Moving to Boston is also what exposed me to the opioid epidemic, which has been the single issue that has compelled me the most for the last six years. I have been able to witness firsthand how devastating this crisis is. There are families who are losing their loved ones because they didn’t have access to the care that they needed. I’m compelled by how stigmatized it is, and how we make it hard for people to access care, and how hard it is for families to grieve and to share what’s happened to them. The opioid epidemic exemplified what I was learning in the classroom about social determinants of health — that we might have great biomedical technology in the form of medications for opioid use disorder and yet we aren’t getting them to people. We’re not making it easy to access this life-saving treatment. The more that I have studied this issue and worked directly with people navigating both homelessness and addiction, the more I have become completely engrossed in wanting to work on these issues and passionate about how we improve care and resources for people who are facing these difficult challenges.

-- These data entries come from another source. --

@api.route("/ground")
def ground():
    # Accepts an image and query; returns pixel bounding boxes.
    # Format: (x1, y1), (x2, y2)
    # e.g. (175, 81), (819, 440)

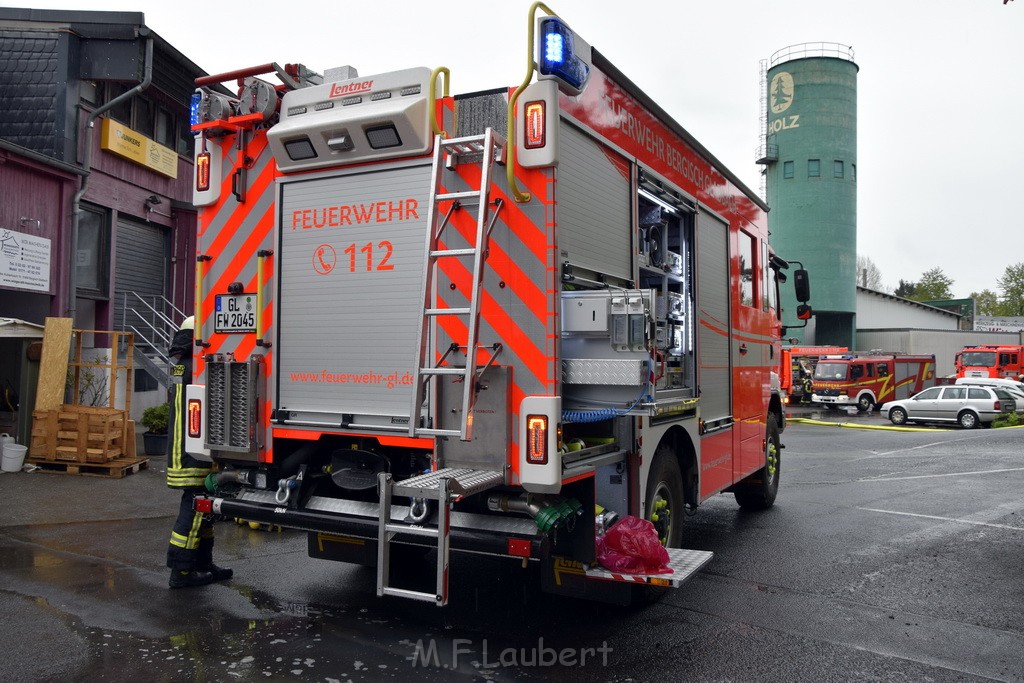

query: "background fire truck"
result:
(956, 344), (1024, 380)
(811, 354), (935, 413)
(778, 346), (850, 405)
(180, 3), (810, 605)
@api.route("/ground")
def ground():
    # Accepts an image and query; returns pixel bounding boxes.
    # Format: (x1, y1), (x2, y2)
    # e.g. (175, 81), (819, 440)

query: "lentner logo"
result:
(330, 80), (374, 97)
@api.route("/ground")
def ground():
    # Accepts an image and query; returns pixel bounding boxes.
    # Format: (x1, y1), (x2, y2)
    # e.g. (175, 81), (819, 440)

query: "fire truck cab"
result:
(811, 353), (935, 413)
(180, 3), (809, 605)
(956, 344), (1024, 380)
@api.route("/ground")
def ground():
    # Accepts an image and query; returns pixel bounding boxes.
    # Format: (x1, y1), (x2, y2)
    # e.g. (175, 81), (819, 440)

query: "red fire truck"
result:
(956, 344), (1024, 380)
(778, 346), (850, 405)
(186, 3), (810, 605)
(811, 353), (935, 413)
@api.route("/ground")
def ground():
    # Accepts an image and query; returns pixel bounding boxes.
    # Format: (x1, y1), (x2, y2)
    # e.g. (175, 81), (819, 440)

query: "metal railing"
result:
(770, 43), (854, 67)
(118, 292), (185, 386)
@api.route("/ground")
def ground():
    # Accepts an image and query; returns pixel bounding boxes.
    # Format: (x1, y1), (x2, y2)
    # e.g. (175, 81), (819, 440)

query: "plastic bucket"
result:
(0, 443), (29, 472)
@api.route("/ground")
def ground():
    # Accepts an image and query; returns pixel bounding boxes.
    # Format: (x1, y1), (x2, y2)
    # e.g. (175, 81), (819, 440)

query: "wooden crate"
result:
(30, 403), (129, 463)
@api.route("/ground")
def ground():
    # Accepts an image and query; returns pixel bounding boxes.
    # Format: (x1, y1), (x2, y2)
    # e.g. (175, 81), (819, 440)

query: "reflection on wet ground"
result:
(0, 520), (622, 681)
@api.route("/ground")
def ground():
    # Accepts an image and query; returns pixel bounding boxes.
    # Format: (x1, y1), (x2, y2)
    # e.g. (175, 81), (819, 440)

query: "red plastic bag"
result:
(596, 515), (672, 573)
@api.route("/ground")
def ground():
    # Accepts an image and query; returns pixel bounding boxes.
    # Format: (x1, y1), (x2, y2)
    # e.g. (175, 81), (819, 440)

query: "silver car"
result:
(882, 384), (1017, 429)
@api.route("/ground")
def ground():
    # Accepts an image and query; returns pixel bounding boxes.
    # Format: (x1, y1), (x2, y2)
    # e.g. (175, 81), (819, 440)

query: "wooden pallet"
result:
(25, 458), (150, 479)
(29, 404), (134, 464)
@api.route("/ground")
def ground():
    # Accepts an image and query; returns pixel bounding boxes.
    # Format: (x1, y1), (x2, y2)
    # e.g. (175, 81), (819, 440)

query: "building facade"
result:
(0, 8), (204, 335)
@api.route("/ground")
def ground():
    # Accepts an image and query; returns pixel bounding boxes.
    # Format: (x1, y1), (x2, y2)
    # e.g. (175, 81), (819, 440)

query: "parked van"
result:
(956, 377), (1024, 413)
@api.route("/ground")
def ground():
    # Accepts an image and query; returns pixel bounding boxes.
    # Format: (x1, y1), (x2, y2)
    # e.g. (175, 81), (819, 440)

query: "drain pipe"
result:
(68, 36), (153, 325)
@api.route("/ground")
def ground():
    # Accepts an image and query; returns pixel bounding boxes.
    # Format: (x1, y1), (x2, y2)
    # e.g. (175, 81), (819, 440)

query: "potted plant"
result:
(139, 403), (170, 456)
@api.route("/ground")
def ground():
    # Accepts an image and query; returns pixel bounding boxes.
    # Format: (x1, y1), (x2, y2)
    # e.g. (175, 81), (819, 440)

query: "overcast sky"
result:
(16, 0), (1024, 297)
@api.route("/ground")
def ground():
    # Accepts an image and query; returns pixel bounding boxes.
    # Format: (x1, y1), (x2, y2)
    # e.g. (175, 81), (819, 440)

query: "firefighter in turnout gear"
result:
(167, 316), (233, 588)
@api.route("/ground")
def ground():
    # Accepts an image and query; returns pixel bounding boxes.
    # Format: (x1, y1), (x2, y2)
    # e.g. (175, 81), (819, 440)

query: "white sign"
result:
(213, 294), (256, 332)
(0, 228), (50, 293)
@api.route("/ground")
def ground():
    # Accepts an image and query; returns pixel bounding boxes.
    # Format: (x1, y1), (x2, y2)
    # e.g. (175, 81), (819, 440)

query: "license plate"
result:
(213, 294), (256, 333)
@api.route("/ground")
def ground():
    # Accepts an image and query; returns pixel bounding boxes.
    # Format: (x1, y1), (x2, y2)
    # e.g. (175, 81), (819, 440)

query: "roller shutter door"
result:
(114, 218), (170, 330)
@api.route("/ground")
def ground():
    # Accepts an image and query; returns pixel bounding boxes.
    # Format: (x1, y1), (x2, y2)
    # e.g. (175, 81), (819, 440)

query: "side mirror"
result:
(793, 268), (811, 303)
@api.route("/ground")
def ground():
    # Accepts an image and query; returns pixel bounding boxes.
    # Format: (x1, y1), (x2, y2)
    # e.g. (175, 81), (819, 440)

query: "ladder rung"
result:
(430, 248), (476, 257)
(384, 524), (439, 539)
(423, 308), (469, 315)
(416, 428), (462, 436)
(420, 366), (466, 375)
(436, 189), (480, 202)
(381, 586), (437, 602)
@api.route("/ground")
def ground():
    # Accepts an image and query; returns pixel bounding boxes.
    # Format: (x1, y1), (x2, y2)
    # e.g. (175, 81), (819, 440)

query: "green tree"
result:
(907, 268), (953, 301)
(995, 263), (1024, 315)
(893, 279), (918, 299)
(857, 254), (883, 292)
(969, 290), (1002, 315)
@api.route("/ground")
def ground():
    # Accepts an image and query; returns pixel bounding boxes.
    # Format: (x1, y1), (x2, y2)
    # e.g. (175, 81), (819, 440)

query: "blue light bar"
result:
(188, 92), (203, 126)
(538, 16), (590, 94)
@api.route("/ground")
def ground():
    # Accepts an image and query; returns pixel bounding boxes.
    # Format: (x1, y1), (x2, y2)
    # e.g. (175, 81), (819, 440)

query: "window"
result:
(75, 207), (111, 299)
(153, 106), (175, 150)
(739, 232), (757, 306)
(131, 95), (155, 140)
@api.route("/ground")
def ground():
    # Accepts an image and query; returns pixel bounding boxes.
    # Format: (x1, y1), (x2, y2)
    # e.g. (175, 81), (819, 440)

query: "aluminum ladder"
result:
(409, 128), (506, 441)
(377, 468), (505, 606)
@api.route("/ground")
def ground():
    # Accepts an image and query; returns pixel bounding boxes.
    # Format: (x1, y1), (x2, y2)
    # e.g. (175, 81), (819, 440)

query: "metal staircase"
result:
(409, 128), (505, 441)
(377, 468), (505, 606)
(118, 292), (185, 389)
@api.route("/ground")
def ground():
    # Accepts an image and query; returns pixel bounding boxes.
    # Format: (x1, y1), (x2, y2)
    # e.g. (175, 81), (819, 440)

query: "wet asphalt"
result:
(0, 409), (1024, 682)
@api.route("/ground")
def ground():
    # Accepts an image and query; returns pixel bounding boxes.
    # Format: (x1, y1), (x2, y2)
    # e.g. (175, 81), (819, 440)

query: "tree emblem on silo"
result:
(769, 72), (793, 114)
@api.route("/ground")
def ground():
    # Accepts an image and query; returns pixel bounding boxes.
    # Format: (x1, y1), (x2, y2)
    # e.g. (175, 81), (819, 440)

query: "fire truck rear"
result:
(811, 353), (935, 413)
(180, 5), (810, 605)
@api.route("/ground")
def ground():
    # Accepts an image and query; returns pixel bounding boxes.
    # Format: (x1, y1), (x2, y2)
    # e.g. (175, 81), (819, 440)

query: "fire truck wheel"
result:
(734, 420), (782, 510)
(889, 408), (906, 425)
(647, 445), (684, 548)
(956, 411), (981, 429)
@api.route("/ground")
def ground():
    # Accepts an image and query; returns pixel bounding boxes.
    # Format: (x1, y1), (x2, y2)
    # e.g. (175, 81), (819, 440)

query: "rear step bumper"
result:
(203, 492), (547, 560)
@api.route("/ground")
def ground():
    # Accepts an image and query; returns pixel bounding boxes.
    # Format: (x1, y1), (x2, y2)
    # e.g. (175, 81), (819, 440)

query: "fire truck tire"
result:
(734, 420), (782, 510)
(956, 411), (981, 429)
(646, 445), (685, 548)
(889, 408), (906, 425)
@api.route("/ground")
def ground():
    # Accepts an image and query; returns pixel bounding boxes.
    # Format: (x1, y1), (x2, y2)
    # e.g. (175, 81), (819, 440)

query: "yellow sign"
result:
(99, 119), (178, 178)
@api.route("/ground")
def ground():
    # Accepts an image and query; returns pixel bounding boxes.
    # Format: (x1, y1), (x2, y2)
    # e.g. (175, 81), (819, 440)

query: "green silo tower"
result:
(758, 43), (858, 349)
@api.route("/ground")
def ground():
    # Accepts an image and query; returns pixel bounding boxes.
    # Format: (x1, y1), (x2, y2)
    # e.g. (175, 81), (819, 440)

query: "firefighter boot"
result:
(206, 562), (234, 581)
(167, 569), (214, 589)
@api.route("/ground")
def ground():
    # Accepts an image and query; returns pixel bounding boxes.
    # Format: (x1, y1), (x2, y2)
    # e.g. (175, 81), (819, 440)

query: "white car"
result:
(882, 384), (1017, 429)
(956, 377), (1024, 413)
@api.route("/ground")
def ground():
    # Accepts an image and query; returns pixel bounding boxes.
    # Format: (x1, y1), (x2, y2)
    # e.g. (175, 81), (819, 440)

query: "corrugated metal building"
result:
(856, 287), (1022, 377)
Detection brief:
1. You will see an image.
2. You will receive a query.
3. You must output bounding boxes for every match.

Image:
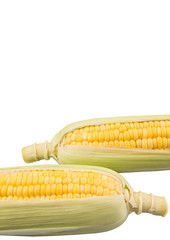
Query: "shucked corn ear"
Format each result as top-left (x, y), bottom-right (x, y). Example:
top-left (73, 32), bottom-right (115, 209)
top-left (22, 115), bottom-right (170, 172)
top-left (0, 165), bottom-right (167, 235)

During my time at Harvard, I was able to work directly with people experiencing these issues as a director at the student-run Harvard Square Homeless Shelter. I also did my thesis research at the Engagement Center in Boston. It’s been an amazing experience to go from meeting and interviewing folks at the Engagement Center to working now at the City level with the people who are operating it — those who are making the decisions about how we serve the people using the space.

Gazette: As the fellowship begins to wrap up in August, what comes next for you?

Swartz: I plan on applying to medical school.  I want to be a physician working with people who have addiction. Whether that means being a psychiatrist, or if that means being a primary care doctor who puts an emphasis on providing care for patients with substance use disorders, I’m not sure yet, but I do know I’d love to do something along those lines. There is no doubt that this Fellowship confirmed for me that I want to be someone who cares for patients directly and works at a local level on improving the continuum of care available to those patients.